地球観測の最前線を支えるRadarsatの役割
Radarsat衛星は、合成開口レーダー(SAR)を搭載し、天候や昼夜を問わず地表を観測できるカナダの主力衛星です。氷海での船舶監視、森林火災の監視、災害時の被害評価など、国土管理と防災で重要な役割を果たしています。現在運用中のRadarsat-2は2007年の打ち上げから20年近く経過し、後継機の必要性が高まっていました。

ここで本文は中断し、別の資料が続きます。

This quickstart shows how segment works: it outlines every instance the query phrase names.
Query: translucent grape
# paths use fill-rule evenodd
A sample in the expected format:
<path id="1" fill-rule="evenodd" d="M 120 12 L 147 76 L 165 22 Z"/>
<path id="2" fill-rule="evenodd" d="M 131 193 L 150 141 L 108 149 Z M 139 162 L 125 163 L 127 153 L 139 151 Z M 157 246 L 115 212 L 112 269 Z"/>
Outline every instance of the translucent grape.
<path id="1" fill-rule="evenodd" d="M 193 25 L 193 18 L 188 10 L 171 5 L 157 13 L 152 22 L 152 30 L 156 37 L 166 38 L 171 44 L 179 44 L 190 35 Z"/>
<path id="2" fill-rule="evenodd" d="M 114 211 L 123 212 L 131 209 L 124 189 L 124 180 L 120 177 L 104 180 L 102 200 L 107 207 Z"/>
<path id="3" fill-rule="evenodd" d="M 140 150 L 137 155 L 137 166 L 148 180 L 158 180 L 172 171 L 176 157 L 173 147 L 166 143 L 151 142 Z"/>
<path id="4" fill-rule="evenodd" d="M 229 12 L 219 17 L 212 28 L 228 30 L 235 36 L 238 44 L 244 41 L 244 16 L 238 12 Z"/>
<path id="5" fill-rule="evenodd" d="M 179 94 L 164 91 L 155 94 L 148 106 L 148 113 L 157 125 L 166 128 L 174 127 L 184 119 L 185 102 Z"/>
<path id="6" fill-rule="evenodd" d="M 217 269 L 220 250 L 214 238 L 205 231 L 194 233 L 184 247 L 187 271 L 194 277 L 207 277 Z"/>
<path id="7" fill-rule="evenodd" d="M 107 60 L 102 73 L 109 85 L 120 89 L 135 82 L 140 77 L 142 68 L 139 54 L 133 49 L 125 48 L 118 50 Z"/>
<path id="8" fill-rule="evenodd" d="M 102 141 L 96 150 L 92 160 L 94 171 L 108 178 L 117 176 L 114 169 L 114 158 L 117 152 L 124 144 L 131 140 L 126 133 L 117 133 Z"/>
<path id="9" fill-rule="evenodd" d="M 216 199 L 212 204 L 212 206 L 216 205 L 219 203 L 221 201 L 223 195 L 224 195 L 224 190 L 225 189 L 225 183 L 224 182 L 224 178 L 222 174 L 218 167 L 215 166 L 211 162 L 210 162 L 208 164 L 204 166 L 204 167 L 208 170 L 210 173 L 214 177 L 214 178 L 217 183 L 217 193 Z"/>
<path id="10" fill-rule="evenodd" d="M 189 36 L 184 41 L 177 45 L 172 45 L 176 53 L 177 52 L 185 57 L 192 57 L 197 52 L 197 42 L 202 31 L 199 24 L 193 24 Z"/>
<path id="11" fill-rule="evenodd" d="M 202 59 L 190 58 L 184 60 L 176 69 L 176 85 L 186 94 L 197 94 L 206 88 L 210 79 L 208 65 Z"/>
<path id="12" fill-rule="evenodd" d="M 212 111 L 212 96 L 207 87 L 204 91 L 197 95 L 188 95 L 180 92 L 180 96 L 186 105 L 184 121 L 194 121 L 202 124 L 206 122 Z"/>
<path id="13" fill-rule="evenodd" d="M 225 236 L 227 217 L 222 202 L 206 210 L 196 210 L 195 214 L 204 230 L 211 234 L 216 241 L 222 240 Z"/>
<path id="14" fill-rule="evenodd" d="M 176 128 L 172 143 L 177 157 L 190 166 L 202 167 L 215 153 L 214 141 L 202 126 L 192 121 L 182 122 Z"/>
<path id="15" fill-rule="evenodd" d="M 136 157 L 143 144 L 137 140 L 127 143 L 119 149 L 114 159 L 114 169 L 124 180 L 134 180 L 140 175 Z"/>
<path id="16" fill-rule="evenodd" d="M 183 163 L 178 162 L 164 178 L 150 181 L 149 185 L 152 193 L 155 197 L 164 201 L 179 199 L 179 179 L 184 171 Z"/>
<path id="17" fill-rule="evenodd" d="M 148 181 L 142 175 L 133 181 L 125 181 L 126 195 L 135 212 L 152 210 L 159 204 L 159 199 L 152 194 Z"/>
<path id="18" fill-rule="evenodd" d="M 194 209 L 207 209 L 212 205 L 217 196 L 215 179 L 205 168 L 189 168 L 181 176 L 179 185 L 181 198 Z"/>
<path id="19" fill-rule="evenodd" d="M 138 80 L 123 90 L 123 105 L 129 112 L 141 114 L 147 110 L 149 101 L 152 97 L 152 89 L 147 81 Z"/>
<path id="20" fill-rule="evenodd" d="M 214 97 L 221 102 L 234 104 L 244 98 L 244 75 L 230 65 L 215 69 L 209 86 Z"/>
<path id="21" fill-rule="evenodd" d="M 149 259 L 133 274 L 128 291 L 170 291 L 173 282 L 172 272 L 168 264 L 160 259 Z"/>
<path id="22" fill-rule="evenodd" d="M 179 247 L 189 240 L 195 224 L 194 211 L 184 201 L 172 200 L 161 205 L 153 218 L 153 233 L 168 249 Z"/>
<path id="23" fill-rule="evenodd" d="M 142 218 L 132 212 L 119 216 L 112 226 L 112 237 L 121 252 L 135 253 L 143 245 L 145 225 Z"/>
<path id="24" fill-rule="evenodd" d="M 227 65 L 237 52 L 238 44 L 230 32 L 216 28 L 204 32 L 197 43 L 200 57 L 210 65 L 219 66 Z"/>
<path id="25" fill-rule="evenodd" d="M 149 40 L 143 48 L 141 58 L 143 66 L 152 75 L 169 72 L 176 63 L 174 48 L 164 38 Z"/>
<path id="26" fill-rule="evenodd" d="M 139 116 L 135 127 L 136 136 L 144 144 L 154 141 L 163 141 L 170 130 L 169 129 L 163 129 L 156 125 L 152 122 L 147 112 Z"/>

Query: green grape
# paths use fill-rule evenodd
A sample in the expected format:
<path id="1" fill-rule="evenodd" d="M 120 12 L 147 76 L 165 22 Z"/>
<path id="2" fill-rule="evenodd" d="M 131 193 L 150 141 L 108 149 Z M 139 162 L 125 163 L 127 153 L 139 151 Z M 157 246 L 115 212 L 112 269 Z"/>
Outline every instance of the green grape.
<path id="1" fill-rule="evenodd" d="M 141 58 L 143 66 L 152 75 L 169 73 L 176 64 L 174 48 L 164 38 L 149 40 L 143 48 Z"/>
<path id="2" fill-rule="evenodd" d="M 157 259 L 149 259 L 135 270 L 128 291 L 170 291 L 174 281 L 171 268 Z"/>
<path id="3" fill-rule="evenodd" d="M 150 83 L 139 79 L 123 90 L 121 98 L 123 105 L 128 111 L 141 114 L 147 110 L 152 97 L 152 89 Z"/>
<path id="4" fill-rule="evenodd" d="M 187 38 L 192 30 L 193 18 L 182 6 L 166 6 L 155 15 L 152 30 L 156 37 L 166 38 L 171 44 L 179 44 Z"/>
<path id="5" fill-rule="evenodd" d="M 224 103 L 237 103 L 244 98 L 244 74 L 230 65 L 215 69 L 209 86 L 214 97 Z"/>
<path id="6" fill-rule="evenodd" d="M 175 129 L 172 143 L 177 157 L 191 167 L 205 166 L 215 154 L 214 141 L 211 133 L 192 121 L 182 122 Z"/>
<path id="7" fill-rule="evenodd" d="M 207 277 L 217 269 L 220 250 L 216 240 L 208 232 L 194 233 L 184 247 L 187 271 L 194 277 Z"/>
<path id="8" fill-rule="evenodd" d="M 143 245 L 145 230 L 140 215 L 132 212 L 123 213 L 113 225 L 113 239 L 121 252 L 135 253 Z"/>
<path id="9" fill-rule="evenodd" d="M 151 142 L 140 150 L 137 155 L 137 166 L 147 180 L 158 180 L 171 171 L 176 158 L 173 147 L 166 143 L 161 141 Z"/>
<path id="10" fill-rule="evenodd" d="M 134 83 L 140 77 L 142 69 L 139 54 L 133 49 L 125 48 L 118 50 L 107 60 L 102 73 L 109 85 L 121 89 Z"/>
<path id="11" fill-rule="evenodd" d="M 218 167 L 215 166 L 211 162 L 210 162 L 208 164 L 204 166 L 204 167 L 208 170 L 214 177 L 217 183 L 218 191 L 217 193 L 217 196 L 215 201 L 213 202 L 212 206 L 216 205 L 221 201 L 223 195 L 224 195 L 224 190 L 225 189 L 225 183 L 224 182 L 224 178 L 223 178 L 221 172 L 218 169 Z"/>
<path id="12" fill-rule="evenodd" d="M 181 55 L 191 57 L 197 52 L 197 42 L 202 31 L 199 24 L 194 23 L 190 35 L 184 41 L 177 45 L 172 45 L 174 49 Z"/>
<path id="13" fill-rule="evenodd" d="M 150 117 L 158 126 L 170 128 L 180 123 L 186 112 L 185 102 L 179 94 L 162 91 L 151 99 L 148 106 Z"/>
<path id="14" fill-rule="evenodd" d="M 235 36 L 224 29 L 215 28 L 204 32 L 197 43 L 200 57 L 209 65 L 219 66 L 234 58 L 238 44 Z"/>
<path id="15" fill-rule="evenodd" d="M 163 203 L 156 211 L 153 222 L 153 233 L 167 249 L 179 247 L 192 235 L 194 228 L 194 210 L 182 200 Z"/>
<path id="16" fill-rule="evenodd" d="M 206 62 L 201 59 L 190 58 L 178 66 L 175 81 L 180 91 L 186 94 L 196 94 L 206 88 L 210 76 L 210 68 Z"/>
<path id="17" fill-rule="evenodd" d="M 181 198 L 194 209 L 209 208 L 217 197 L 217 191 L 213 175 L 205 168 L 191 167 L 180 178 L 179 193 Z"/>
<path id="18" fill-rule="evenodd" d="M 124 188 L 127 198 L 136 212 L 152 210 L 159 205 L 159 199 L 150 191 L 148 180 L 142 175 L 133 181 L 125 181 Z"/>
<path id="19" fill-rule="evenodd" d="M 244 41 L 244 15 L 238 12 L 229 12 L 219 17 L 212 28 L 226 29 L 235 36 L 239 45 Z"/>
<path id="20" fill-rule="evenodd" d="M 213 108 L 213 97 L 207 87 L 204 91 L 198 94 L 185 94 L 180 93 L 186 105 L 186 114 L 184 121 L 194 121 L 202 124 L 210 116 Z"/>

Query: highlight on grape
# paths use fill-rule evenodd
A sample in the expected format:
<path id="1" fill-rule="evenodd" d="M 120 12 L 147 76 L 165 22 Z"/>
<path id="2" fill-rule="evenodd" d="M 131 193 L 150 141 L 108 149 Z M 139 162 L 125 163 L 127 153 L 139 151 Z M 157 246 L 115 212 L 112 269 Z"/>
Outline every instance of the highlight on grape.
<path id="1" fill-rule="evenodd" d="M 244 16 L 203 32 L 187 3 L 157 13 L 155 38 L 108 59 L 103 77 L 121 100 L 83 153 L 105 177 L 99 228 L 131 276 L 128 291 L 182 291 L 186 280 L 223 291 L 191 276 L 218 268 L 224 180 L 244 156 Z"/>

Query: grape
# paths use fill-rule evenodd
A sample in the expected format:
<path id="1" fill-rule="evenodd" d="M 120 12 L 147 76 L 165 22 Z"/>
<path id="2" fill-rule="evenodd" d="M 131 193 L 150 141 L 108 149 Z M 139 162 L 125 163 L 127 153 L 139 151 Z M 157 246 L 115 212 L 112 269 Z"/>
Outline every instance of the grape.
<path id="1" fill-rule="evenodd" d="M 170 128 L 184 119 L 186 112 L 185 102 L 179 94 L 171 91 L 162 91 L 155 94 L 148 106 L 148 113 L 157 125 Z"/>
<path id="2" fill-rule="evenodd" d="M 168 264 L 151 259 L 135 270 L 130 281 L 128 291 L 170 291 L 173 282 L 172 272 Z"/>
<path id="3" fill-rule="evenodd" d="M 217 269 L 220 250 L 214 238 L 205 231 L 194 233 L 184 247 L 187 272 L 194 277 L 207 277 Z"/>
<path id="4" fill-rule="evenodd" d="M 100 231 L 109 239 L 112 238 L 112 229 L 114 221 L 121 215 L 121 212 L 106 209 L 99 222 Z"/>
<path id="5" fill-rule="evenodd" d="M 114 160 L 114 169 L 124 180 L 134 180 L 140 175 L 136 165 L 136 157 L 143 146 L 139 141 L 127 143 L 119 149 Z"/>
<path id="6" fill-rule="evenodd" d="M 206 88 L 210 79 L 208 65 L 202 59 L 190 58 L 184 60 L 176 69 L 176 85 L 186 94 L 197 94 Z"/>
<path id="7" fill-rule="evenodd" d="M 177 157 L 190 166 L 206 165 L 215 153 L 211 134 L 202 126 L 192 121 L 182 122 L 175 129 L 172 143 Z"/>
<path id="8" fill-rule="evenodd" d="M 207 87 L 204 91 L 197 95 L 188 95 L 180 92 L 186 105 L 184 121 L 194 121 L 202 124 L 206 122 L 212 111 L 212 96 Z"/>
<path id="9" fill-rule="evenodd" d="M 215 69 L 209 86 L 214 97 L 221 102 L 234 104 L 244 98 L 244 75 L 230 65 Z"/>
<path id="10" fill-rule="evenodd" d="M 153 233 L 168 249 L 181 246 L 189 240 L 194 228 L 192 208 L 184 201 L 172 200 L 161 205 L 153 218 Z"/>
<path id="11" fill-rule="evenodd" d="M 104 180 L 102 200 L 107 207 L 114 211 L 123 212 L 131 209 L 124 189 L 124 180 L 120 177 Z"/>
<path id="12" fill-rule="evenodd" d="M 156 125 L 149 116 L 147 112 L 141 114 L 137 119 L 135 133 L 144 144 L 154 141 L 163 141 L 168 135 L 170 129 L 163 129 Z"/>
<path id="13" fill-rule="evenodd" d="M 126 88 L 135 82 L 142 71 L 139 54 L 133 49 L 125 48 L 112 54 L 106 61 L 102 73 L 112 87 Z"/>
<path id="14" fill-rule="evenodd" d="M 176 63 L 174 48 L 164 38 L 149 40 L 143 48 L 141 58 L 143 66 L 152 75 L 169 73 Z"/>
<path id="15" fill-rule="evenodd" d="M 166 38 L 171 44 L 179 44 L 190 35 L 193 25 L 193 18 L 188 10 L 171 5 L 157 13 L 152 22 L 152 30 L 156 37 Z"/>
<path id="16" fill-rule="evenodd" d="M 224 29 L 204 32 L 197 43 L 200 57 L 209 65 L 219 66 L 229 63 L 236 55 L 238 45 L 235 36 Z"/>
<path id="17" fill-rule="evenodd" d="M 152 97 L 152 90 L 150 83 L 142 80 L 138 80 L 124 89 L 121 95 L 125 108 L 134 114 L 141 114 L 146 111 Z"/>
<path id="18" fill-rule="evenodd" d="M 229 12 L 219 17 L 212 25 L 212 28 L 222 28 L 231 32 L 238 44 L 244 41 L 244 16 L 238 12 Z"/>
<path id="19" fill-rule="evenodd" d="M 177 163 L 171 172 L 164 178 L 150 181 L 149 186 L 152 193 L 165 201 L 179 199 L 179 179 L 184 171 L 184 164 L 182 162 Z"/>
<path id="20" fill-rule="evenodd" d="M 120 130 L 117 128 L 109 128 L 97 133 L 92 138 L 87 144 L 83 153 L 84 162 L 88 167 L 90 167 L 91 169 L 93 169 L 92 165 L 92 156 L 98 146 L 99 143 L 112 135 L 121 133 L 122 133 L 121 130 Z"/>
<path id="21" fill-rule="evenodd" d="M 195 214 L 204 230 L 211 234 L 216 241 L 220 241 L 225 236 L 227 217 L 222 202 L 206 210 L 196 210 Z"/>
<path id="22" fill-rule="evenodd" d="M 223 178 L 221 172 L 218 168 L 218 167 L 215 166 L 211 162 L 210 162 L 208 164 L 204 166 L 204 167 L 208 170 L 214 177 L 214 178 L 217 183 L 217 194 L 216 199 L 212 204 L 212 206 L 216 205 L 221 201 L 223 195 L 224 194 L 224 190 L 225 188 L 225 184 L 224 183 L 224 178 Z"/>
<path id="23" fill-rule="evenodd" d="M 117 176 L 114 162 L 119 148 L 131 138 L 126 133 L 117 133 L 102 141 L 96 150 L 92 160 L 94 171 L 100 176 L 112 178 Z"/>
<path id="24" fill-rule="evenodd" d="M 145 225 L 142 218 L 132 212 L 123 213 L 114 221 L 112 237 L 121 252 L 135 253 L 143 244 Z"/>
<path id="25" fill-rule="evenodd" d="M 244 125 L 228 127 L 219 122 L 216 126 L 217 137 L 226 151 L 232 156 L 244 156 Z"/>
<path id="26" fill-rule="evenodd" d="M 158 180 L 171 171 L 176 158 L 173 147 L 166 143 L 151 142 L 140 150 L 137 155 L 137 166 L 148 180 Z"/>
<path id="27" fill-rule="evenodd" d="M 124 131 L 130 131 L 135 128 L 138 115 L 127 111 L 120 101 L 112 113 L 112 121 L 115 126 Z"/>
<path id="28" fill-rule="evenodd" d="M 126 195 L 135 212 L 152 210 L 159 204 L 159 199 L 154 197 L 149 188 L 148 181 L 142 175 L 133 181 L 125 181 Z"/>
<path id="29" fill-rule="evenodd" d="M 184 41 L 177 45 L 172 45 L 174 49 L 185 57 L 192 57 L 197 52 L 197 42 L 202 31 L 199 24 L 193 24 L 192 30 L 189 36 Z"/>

MDAスペースは衛星設計から製造、システム統合まで一貫した能力を備え、このミッションに最適な候補とみられます。
カナダの宇宙産業の成長と国際的な期待
カナダ宇宙局(CSA)とのこの契約は、同国の宇宙産業の高度化を象徴する取り組みです。MDAスペースはカナダを代表する民間企業で、ロボットアーム開発など国際宇宙ステーション関連でも実績を持ちます。新型Radarsat衛星は2030年代の打ち上げを目指しており、データは気候変動監視やインフラ管理にも活用される予定です。地球規模の観測ネットワークの一翼を担うこの衛星は、日本が参画する国際的な地球観測プログラムにも貢献するとみられます。